There are many reasons to train employees, but quite often employers and training organisations use Health and Safety legislation as a means of getting employees to 'knuckle under'. To a point, Health and Safety legisaltion is a prime reason, as it provides some protection for the employer, when things go wrong.
However, it is not the only reason to train, there are many proven benefits of good training carried out by a qualified and experienced instructor, these include;
- Safer working environment
- Retention of staff
- Retention of customers
- Vehicles and equipment being used correctly and safely, thereby reducing costs.
The Institute’s primary objective is to improve the safety of roadside/recovery technicians across all sectors within the motor industry and it is our belief that it is morally wrong to send an employee out to do a dangerous job without the correct training.
It is essential when training roadside/recovery recovery technicians that three stages of training are always included, these are;
Provides - The basic skills and job/safety knowledge required for the safe and efficient operation of the particular type of vehicle the technician will be using.
This should be delivered by a qualified instructor, and should always take place in a controlled environment set aside specifically for training delivery.
Specific Job Training:
Provides – knowledge of the working environment and experience of any special needs applications, and ancillaries, etc.

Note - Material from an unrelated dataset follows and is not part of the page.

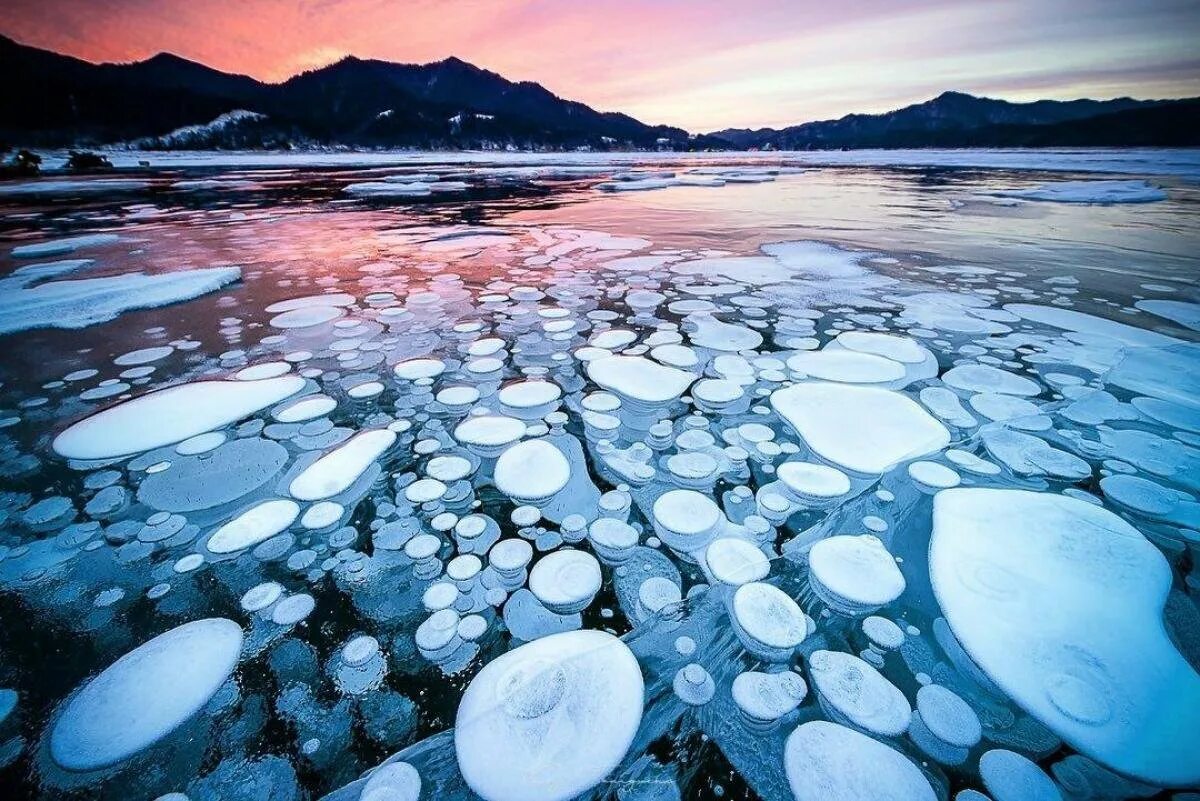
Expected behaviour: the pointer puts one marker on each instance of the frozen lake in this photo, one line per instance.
(853, 476)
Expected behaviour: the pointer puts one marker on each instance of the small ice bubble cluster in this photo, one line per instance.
(545, 507)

This may, where practicable, be combined or integrated with basic training, particularly in the case of experienced but "untrained" operators.

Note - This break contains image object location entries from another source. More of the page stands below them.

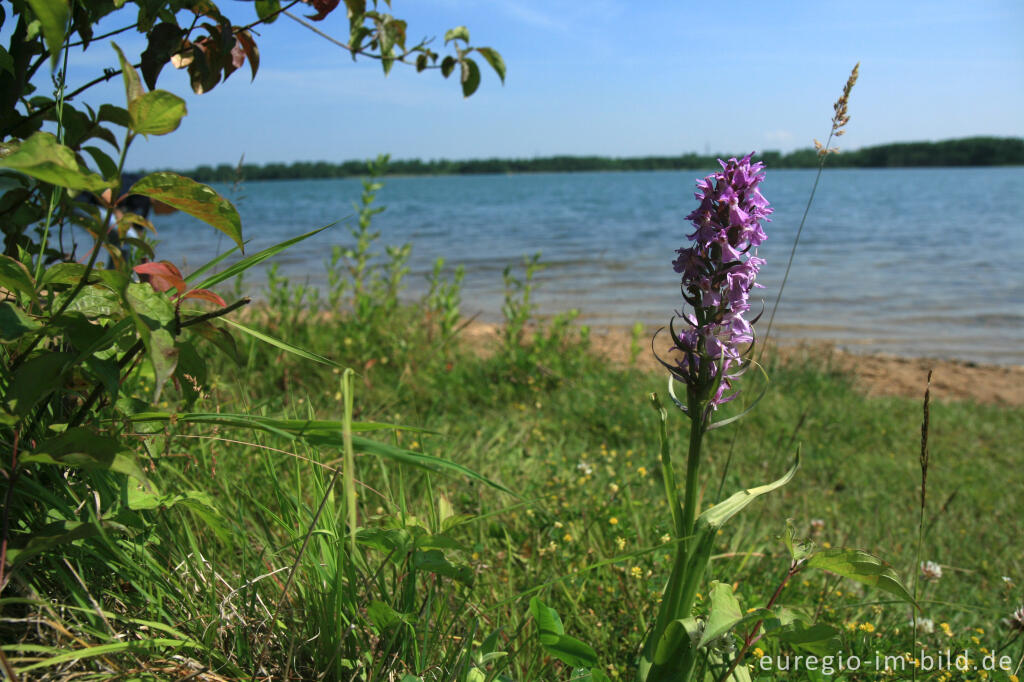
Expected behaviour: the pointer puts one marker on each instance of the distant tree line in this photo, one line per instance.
(964, 152)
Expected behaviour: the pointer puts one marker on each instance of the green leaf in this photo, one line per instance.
(448, 66)
(14, 276)
(133, 86)
(80, 446)
(723, 511)
(554, 640)
(470, 77)
(164, 355)
(818, 639)
(96, 301)
(799, 549)
(219, 337)
(139, 646)
(52, 15)
(325, 433)
(154, 308)
(195, 199)
(108, 168)
(157, 113)
(267, 10)
(458, 33)
(862, 567)
(115, 115)
(37, 377)
(434, 561)
(49, 537)
(495, 59)
(13, 323)
(143, 497)
(284, 345)
(43, 158)
(724, 613)
(384, 617)
(675, 649)
(6, 61)
(246, 263)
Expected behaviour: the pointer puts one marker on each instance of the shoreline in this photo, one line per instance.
(875, 374)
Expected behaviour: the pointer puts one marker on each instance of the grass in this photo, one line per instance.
(244, 566)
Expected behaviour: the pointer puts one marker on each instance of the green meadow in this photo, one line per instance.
(241, 564)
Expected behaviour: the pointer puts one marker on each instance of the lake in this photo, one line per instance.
(920, 262)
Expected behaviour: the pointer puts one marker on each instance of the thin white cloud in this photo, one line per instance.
(529, 15)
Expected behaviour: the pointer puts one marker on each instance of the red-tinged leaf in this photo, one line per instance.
(162, 275)
(323, 7)
(252, 53)
(206, 295)
(237, 57)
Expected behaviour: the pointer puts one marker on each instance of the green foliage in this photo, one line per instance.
(104, 370)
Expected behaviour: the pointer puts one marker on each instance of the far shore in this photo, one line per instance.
(877, 375)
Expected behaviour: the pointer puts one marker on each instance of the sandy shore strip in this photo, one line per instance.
(873, 374)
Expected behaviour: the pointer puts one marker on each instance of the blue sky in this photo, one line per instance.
(607, 77)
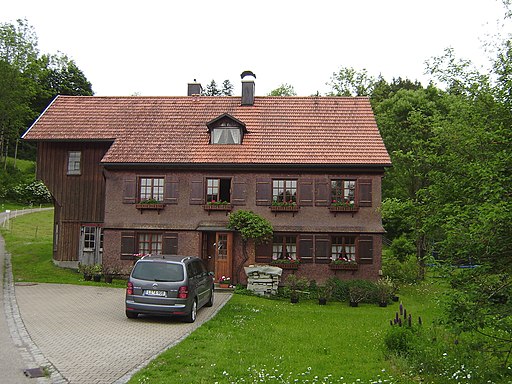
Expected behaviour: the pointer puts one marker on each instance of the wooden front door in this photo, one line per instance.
(223, 255)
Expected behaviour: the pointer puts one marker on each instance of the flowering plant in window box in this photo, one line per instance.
(284, 206)
(343, 263)
(224, 281)
(286, 263)
(149, 204)
(218, 206)
(220, 202)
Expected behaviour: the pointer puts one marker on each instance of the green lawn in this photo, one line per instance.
(28, 239)
(251, 339)
(259, 340)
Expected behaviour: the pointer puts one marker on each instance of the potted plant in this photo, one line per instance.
(385, 288)
(109, 271)
(295, 285)
(286, 263)
(86, 270)
(96, 271)
(224, 282)
(324, 294)
(357, 292)
(343, 263)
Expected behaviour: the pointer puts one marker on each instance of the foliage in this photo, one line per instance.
(213, 90)
(29, 240)
(349, 82)
(28, 82)
(250, 225)
(481, 303)
(405, 272)
(284, 89)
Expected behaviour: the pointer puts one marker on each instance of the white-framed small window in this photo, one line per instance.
(74, 162)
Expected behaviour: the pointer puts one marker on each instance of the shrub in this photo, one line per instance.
(338, 288)
(405, 272)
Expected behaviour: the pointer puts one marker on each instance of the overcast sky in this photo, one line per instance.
(156, 47)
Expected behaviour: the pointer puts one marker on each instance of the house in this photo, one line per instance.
(140, 175)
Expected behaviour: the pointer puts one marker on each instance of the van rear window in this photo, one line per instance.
(158, 271)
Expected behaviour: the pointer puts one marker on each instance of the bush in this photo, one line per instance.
(405, 272)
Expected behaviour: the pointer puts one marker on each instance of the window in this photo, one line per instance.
(151, 188)
(343, 247)
(150, 243)
(343, 191)
(284, 191)
(89, 238)
(284, 247)
(74, 160)
(226, 135)
(218, 190)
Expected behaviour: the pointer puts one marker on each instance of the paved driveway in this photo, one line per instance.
(84, 333)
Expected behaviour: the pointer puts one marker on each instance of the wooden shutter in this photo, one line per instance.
(364, 188)
(170, 243)
(263, 252)
(365, 249)
(171, 190)
(322, 249)
(127, 245)
(263, 191)
(238, 191)
(197, 191)
(306, 248)
(322, 192)
(129, 190)
(305, 192)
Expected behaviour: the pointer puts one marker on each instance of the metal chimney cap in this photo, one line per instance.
(247, 73)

Provides - Actual operational ‘on the job’ experience under direct/close supervision.
This may be given by the operator’s normal supervisor. However, consideration should be given by the company to the supervisor’s ability to impart knowledge in the correct way to ensure learning takes place.

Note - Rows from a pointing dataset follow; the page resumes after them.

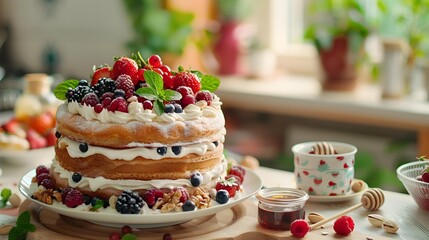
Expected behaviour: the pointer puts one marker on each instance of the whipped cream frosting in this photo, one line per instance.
(137, 113)
(210, 178)
(129, 154)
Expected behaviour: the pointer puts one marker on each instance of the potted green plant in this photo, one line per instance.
(338, 29)
(158, 30)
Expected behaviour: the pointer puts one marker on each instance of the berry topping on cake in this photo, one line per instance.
(188, 205)
(187, 79)
(90, 99)
(299, 228)
(222, 196)
(229, 185)
(125, 83)
(344, 225)
(129, 202)
(73, 198)
(126, 66)
(99, 73)
(204, 95)
(196, 179)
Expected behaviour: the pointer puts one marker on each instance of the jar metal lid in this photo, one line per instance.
(281, 196)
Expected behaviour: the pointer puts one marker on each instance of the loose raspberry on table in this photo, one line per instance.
(73, 198)
(204, 95)
(187, 79)
(344, 225)
(125, 83)
(90, 99)
(299, 228)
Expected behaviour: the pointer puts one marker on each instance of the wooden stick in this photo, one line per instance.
(326, 220)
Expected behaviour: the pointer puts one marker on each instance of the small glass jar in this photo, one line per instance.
(278, 207)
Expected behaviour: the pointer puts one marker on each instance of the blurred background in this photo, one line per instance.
(339, 45)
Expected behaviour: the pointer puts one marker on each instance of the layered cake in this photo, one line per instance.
(140, 131)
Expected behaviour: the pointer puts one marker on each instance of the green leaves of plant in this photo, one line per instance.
(155, 91)
(61, 89)
(23, 226)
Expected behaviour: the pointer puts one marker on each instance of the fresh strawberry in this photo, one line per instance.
(126, 66)
(229, 185)
(187, 79)
(101, 73)
(35, 139)
(14, 127)
(42, 123)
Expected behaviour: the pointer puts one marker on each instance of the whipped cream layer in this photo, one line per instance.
(137, 113)
(129, 154)
(210, 178)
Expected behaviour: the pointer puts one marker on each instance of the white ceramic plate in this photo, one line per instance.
(251, 185)
(24, 156)
(338, 198)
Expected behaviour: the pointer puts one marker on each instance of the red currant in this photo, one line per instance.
(155, 61)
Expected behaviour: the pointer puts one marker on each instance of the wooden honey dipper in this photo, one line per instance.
(372, 200)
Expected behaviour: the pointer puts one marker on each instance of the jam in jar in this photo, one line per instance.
(278, 207)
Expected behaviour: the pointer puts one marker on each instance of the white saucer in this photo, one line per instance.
(251, 185)
(338, 198)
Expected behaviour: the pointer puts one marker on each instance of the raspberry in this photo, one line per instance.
(344, 225)
(125, 83)
(48, 183)
(41, 169)
(90, 99)
(118, 104)
(186, 100)
(168, 81)
(152, 195)
(74, 198)
(184, 91)
(98, 108)
(187, 79)
(299, 228)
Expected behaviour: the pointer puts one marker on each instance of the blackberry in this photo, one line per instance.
(129, 203)
(104, 85)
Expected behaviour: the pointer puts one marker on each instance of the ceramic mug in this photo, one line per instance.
(324, 175)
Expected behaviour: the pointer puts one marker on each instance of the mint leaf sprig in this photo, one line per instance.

Familiarisation training should take place following basic and specific job training ‘on-the-job’ and under actual working conditions.
Where necessary alternative training may be given in addition to the above stages, these include;
This may be given to operators following basic/specific job training, where conversion from one type of recovery vehicle to another is required, e.g. Underlift to Transporter etc.
Periodic refresher training is recommended in order to identify any bad operating practices and to help maintain safe systems of work and technician standards.
It is essential that where new procedures, applications, ancillaries, or vehicles are involved further training should be given to familiarise operators with these additional/new functions.